Julian menjelaskan, sikap Belanda itu adalah itikad baik untuk menjalankan putusan pengadilan. Keputusan itu tentu saja dilakukan atas pertimbangan kemanusiaan.

Dia berharap permintaan maaf Belanda yang kemungkinan akan ditindaklanjuti dengan pemberian kompensasi bisa diterima dengan baik oleh para ahli waris korban.

"Ini adalah wujud ketaatan terhadap hukum," katanya.

Sementara itu, Menteri Luar Negeri Marty Natalegawa mengatakan, permintaan maaf pemerintah Belanda atas aksi militer 1947 yang mengakibatkan jatuhnya korban sipil di Kecamatan Rawagede, Kabupaten Karawang, Jawa Barat, merupakan perkembangan penting.

Marty menjelaskan ada proses internal dari Belanda berdasarkan keputusan pengadilan terkait dengan tragedi yang terjadi di Rawagede.

Marty juga berharap para ahli waris korban Rawagede segera merasakan penyelesaian dari tragedi tersebut.

"Bahwa sekarang pemerintah Belanda memilih untuk menindaklanjuti keputusan itu dengan langkah yang sekarang, saya kira ini merupakan perkembangan yang penting. Harapan kita adalah bisa segera diselesaikan sehingga para ahli waris terkait bisa merasakan penyelesaian," katanya.


431 gugur

Pemerintah Belanda secara resmi meminta maaf atas aksi militernya pada 1947 di Desa Balongsari, Kecamatan Rawagede, yang mengakibatkan jatuhnya korban sipil.

"Hari ini kita mengenang anggota keluarga Desa Balongsari yang tewas 64 tahun lalu saat agresi militer Belanda. Saya atas nama Pemerintah Belanda memohon maaf atas tragedi tersebut," kata Duta Besar Belanda untuk Indonesia, Tjeerd de Zwaan saat mengikuti acara peringatan 64 tahun Tragedi Pembantaian Rawagede di Desa Balongsari, Jumat.

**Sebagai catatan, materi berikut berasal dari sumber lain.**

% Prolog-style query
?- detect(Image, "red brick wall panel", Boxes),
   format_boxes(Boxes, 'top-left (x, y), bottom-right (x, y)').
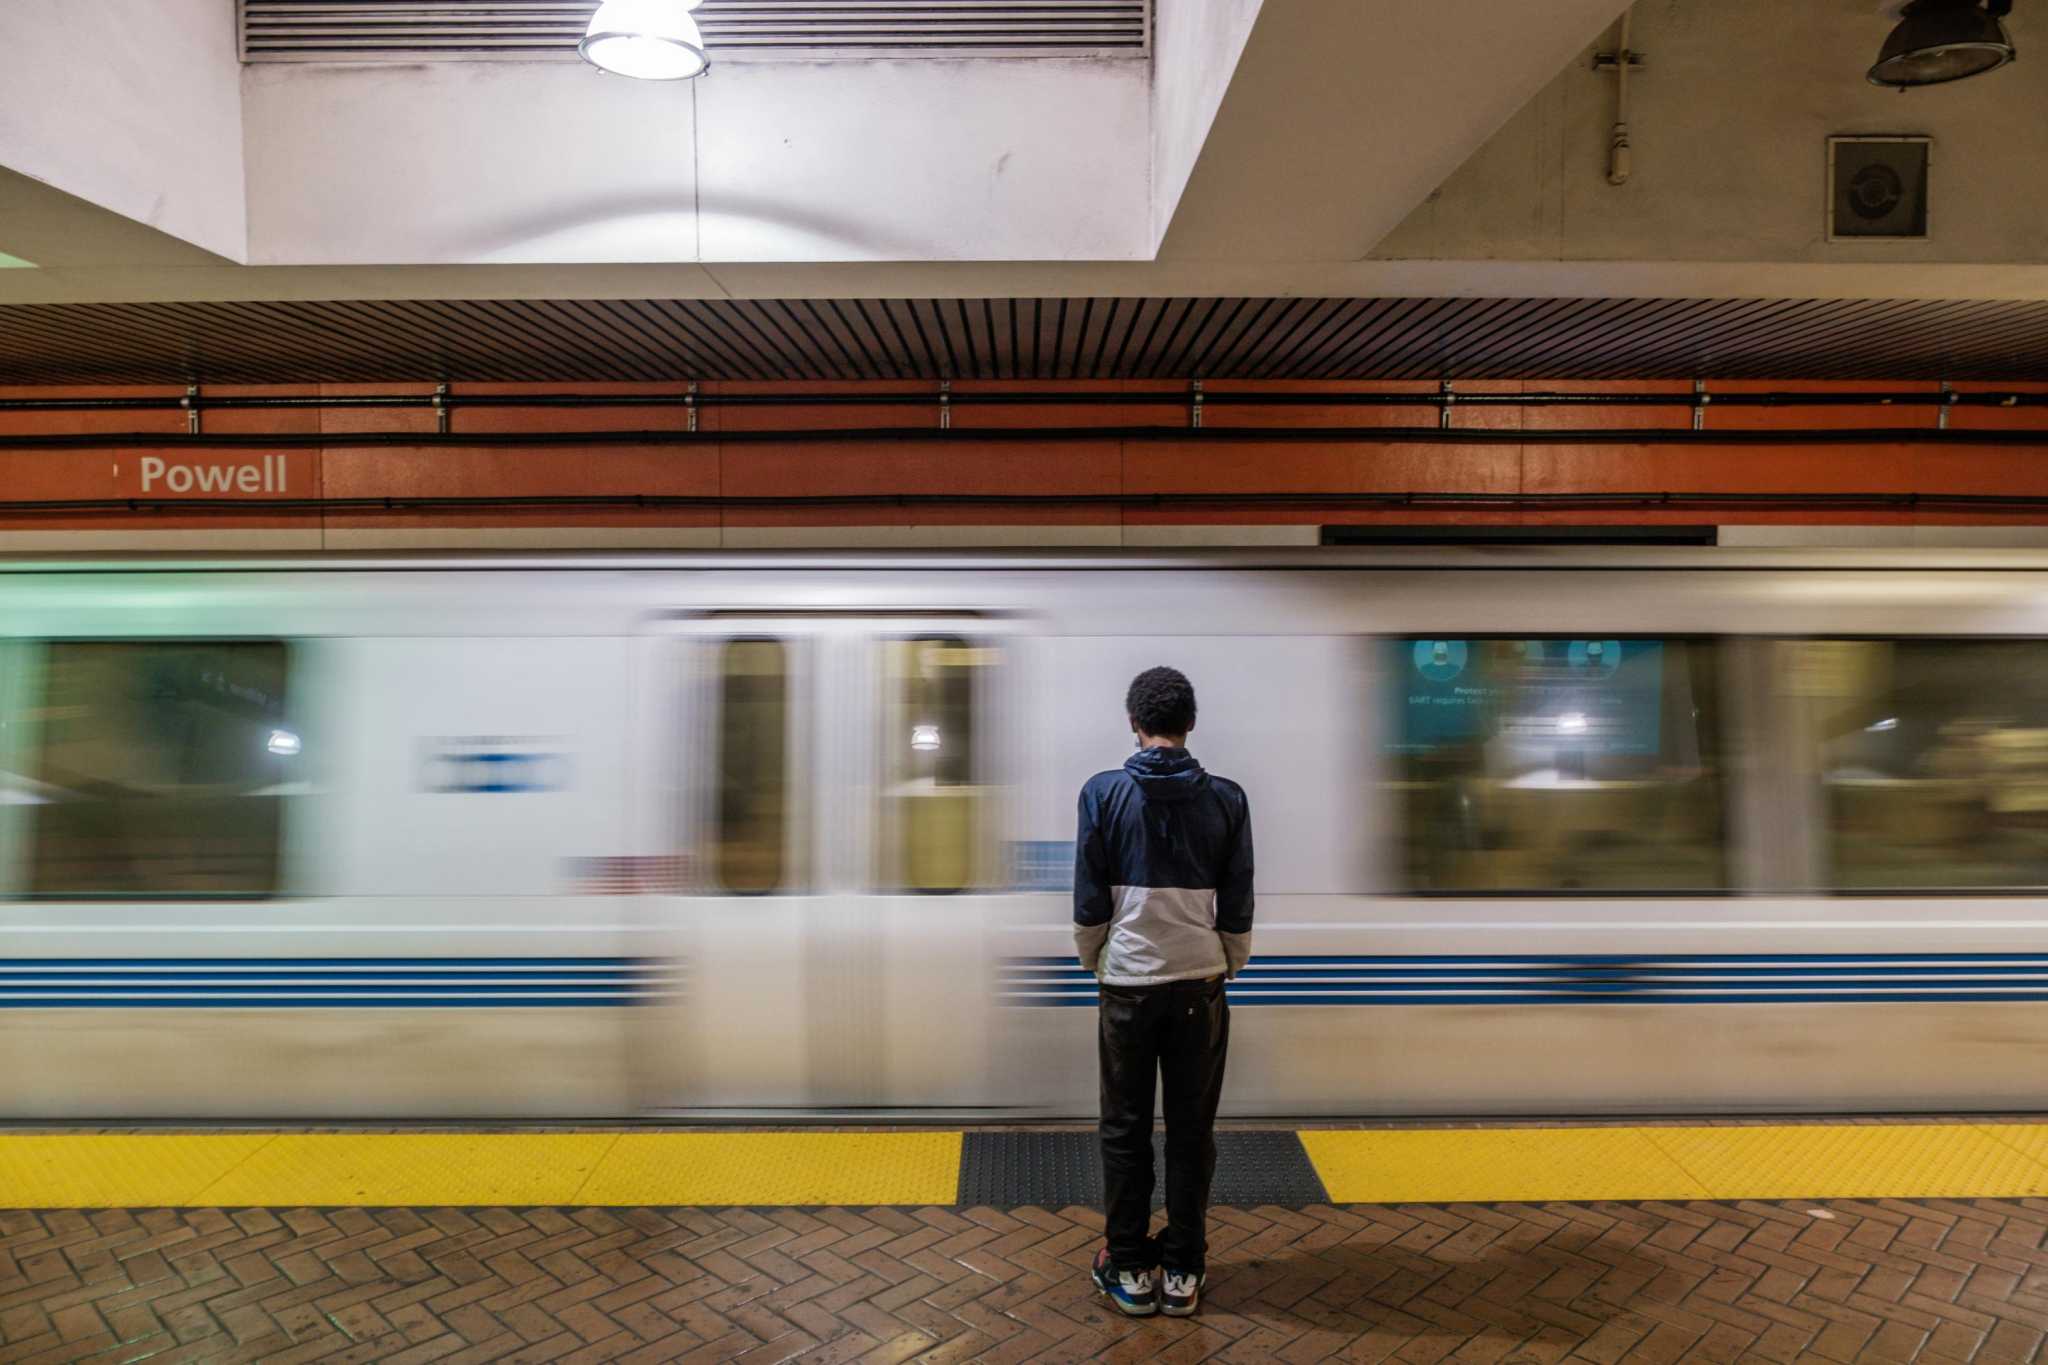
top-left (0, 386), bottom-right (186, 438)
top-left (0, 380), bottom-right (2044, 540)
top-left (1909, 444), bottom-right (2048, 498)
top-left (1519, 380), bottom-right (1695, 431)
top-left (321, 442), bottom-right (718, 532)
top-left (711, 380), bottom-right (933, 433)
top-left (1705, 380), bottom-right (1941, 431)
top-left (200, 385), bottom-right (321, 437)
top-left (1443, 379), bottom-right (1524, 434)
top-left (1126, 504), bottom-right (1526, 527)
top-left (719, 437), bottom-right (1119, 527)
top-left (944, 379), bottom-right (1151, 431)
top-left (1199, 379), bottom-right (1439, 431)
top-left (1946, 382), bottom-right (2048, 431)
top-left (1525, 441), bottom-right (1920, 497)
top-left (1124, 437), bottom-right (1517, 497)
top-left (451, 382), bottom-right (697, 435)
top-left (318, 383), bottom-right (443, 436)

Zwaan mengatakan peristiwa Rawagede merupakan hal yang menyedihkan dan sebuah contoh mencolok tentang bagaimana hubungan antara Indonesia dan Belanda pada masa itu (1947) berjalan ke arah yang keliru.

"Anda masing-masing tentu mempunyai cara tersendiri untuk mengatasi kenangan pahit tragedi Rawagede. Saya berharap bahwa dengan bercermin bersama pada peristiwa itu, kita bisa melangkah bersama ke masa depan dan bekerja sama dengan erat dan produktif," kata Zwaan.

Sementara itu, salah satu saksi hidup tragedi Rawagede, Laksmi (90 tahun), yang ditemui saat peringatan 64 tahun Tragedi Rawagede mengatakan dirinya sudah memaafkan Belanda.

Dia juga mengucapkan terima kasih atas kesediaan Belanda membayar kompensasi kepada keluarga korban.

"Saya sudah tua tapi belum punya tempat tinggal tetap. Rencananya uang kompensasi akan saya belikan rumah dan sisanya untuk hidup sehari-hari," kata Laksmi yang saat peristiwa pembantaian terjadi sedang mengandung tujuh bulan.

Pembantaian penduduk di Kampung Rawagede yang terletak di antara Karawang dan Bekasi terjadi pada 9 Desember 1947 saat agresi militer Belanda yang pertama.

Dalam operasinya di daerah Karawang, tentara Belanda memburu Kapten Lukas Kustario, komandan Kompi Siliwangi, yang diduga bersembunyi di Kampung Rawagede.

Diduga karena tidak menemukan Kapten Lukas, tentara Belanda pun memerintahkan semua penduduk laki-laki, termasuk para remaja belasan tahun di kampung itu berdiri berjejer dan memberondong mereka dengan senapan. Diperkirakan 431 orang meninggal akibat penembakan tersebut.

Kasus ini mulai disidangkan pada 2009 di Mahkamah Internasional Den Haag dengan penggugat sebanyak tujuh janda korban pembantaian, satu anak perempuan korban, dan seorang lelaki yang selamat dari pembantaian.

Pada 14 September 2011, Pengadilan Den Haag menyatakan Pemerintah Belanda bersalah, dan harus bertanggung jawab. Pemerintah Belanda diperintahkan membayar kompensasi bagi korban dan keluarganya. Menurut pengacara korban, jumlah kompensasi per orang sebesar 20 ribu euro atau sekitar Rp240 juta.